Add in the rise of not just Christian pluralism but religious (and irreligious) pluralism, getting so caught up in such a Most Important Question Facing Anyone could distort the ability to relate human-to-human in normal, productive ways.

Even more, if what matters most is one’s moral standing in a “salvation sense”, then it’s possible that the subtler “character” issues might go by the board. They shouldn’t but if preaching is so focused on altar calls that it seldom deals with virtue (much less with civic virtue), that’s another problem. (And civic virtue, the softer skills that it takes to perform well at loving and living with those in the closest parts of one’s community is crucial.) Those are the resonances I hear in “moralizing our anthropology.”

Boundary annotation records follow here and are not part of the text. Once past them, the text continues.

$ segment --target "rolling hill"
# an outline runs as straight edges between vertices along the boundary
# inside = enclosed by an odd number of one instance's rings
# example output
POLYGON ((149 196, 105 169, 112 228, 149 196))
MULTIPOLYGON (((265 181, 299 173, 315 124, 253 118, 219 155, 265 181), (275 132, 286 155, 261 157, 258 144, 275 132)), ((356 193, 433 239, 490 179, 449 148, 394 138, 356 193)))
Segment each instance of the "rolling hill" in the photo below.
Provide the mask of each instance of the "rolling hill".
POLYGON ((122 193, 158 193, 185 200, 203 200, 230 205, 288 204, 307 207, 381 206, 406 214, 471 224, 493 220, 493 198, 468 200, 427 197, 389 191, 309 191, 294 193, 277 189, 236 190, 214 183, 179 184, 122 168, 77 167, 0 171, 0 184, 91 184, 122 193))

Beyond that, and I think this is where Wright’s emphasis lands harder, on the second touch: what has God saved us for? The stereotype of sitting on clouds and playing harps has never appealed to me, falling far below the vision cast in I Corinthians 2.9 – which feels to me like a divine game of “you’ll never guess” or “top that one”. A better answer is right there waiting for us to see in Genesis 1 and 2.

This world, all of it – not just Earth, not just the Solar System, not just the Milky Way, nor the Observable Universe, but all of it – was built to be a temple to God’s glory. We were placed here as images of God’s person and our calling is to reflect God’s wise rule into creation and to reflect creation’s glory back to God. How big a calling that is, what it will take in its entirety to fulfill it, is not yet known but the possibilities extend far, far beyond what “eye has not seen nor has ear heard nor has it entered into the heart of any man” can possibly mean for us yet. Our moral choices, agency, alignment, repentance are important but are ultimately only one sliver (I want to attenuate not nullify its importance) of all that God means us to fulfill. I am daily staggered by these thoughts and how good the news we have to share is in terms of destiny, how far beyond a simplistic “moral standing”.